# Craftsman Power Hacksaw Rebuild



## VSAncona

I picked up this Craftsman-branded power hacksaw a couple of weeks ago and thought I'd start a thread on rebuilding it. It was built by the Covel Manufacturing Co. for Sears. (Atlas later bought Covel and continued turning out the same saw under the Atlas and Craftsman labels.) It's pretty complete, but has seen a fair amount of use in its lifetime. It should be ideal for my small hobby shop. Here it is as I received it:





I started by taking it all apart. Here are all the parts on my bench, minus the lifting arm and frame which were in the electrolysis tank when I took the photo.

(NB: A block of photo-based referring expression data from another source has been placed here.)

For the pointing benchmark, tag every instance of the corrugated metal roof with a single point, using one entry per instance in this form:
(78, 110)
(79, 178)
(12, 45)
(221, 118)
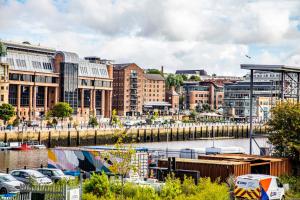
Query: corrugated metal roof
(272, 68)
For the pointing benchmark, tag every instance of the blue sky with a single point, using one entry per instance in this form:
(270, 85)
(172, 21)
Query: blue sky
(214, 35)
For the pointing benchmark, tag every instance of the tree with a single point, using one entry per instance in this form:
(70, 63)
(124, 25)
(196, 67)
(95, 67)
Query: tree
(184, 77)
(284, 126)
(174, 80)
(121, 157)
(61, 110)
(153, 71)
(195, 78)
(93, 121)
(7, 111)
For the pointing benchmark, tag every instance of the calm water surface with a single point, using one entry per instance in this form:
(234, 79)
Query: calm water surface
(34, 158)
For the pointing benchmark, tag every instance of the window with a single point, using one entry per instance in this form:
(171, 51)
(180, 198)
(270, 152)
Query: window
(36, 65)
(21, 63)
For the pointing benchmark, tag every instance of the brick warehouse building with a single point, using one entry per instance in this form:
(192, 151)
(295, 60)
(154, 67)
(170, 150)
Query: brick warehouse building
(200, 93)
(39, 77)
(135, 92)
(128, 89)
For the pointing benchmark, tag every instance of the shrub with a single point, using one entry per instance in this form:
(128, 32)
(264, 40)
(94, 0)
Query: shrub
(171, 189)
(212, 190)
(98, 185)
(93, 121)
(16, 122)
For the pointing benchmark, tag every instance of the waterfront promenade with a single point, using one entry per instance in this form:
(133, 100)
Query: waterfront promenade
(138, 134)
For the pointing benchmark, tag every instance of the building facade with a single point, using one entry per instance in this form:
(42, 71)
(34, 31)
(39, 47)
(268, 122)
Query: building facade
(39, 77)
(237, 99)
(155, 94)
(198, 94)
(128, 89)
(201, 73)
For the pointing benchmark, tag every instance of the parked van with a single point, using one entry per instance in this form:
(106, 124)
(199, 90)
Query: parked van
(257, 186)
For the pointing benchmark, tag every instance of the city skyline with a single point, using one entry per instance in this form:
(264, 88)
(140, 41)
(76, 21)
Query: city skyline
(211, 35)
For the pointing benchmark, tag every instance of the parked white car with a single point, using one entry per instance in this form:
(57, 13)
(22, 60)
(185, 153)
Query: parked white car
(258, 186)
(8, 184)
(26, 175)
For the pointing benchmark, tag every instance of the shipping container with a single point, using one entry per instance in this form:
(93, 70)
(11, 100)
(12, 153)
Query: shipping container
(211, 168)
(259, 164)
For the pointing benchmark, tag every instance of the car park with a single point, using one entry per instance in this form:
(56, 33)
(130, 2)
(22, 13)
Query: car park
(9, 184)
(55, 174)
(28, 175)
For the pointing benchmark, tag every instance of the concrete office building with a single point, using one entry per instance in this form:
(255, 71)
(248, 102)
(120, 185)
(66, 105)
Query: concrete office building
(39, 77)
(237, 99)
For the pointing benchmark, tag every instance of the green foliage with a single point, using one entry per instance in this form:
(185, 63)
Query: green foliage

Aside from some wear, the only damage I've uncovered so far is a hairline crack in the base casting. I knew about this before I bought it, but after cleaning up the base I debated if I should just leave it alone or do something about it. I don't have any brazing experience, so I decided to drill a small hole at the end of the crack to stop it from spreading and hope that it will hold up.

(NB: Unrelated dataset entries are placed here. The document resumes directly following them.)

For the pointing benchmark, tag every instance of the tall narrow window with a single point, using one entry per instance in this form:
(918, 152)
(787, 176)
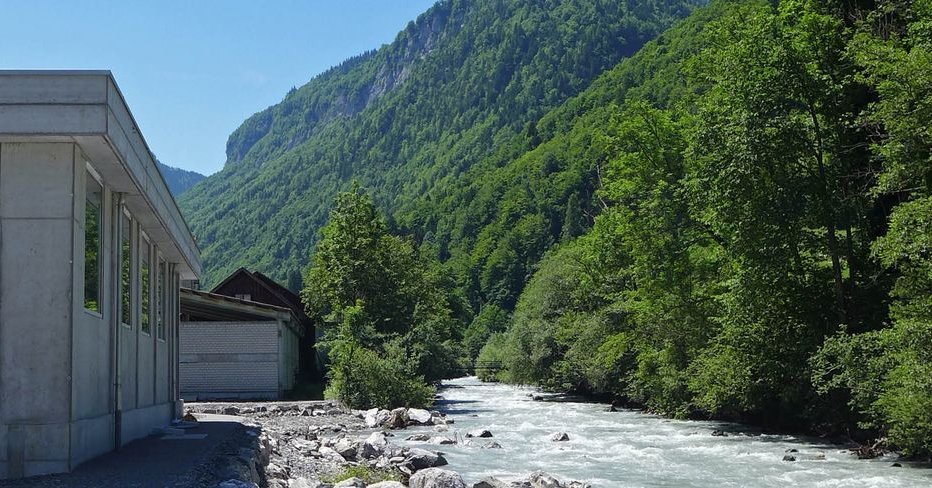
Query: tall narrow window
(126, 266)
(160, 297)
(92, 244)
(144, 291)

I don't know how long it will take me to complete this project, but I'll try to update this thread as I go along. If anyone has worked on one of these before, I'd be happy to hear your experiences on what to look out for as I go along. Thanks.


----------



## wrat

Tuned-in and watching!

Wrat


----------



## ndnchf

Me too!  Keep it coming. I have a Marvel #2 that needs full restoration too.


----------



## wa5cab

If the bottom of the web that the crack runs up though is wide enough, I would suggest bridging the crack with steel flat bar and flat head screws.


----------



## VSAncona

Not a bad idea, Robert. Actually, if I made the repair from the back, it wouldn't even be visible.


----------



## wa5cab

OK.


----------



## pollardd

Looks like a great project and certainly a handy machine to have in your home shop.
The best projects are the ones likely to succeed and this one looks doable 
I look forward to seeing your progress.
David


----------



## westsailpat

Nice score , I love this vintage stuff . It would be really cool if you could find some cast iron legs for this machine .  Welding cast iron is not that difficult , I have done it . Grind a groove in the crack , pre heat with a flame torch and then arc weld with cast iron rod .


----------



## VSAncona

Spiral Chips -- Does your Excel hacksaw have the auto shut-off? I want to try and duplicate the setup on mine when I'm done restoring it.


----------



## VSAncona

I had a little free time this evening, so I decided to try Robert's suggestion for reinforcing the crack in the base. I made a little mending plate from a short piece of strap steel and drilled a couple of clearance holes in it:





Then I transferred the hole locations to the base of the hacksaw, drilled them out with a No. 36 drill, and tapped them for some #6 machine screws:





I installed the plate on the back of the casting, where it will be hidden:





After filing down the ends of the screws flush with the surface, you can barely see them. After painting, they should disappear. The relief hole at the top will get filled with some JB Weld before painting:





Hopefully that will stabilize the crack. If it doesn't, the repair will be easy enough to undo so the base can be welded/brazed.


----------



## Herbert

Could I get a close-up picture of the stop bar on the blade frame.  My Craftsman has a small hole with threads where the screw is in the  picture but no stop bar or switch assembly on it.  I suspect someone replaced the blade frame with one from a saw that had the switch like the Covel.  The switch will be my last addition as soon as I get the Crank Lever fixed.  UPS broke it in shipment so just waiting until after Xmas to braze it.


----------



## VSAncona

Any chance we could get some measurements of the block that holds the plunger rod? And hole locations for the rod?


----------



## Herbert

Thanks in advance.  That switch assembly is highly desirable when returning the saw to near original.   I plan to make one as well and the picture will let me see just the correct design to push the small bar.  Already have the toggle switch but I purchases a 20 amp switch with a ground connector.  I bet a lot of others are wondering about the shape and size of the assembly as well.


----------



## VSAncona

I've been really busy with work for the past month, but I finally found some time last week to make a little progress on the power hacksaw. I've got about half of the castings cleaned, stripped and repainted:


----------



## VSAncona

I started taking a closer look at some of the parts on this saw and have discovered some issues. First up is the pinion gear and shaft.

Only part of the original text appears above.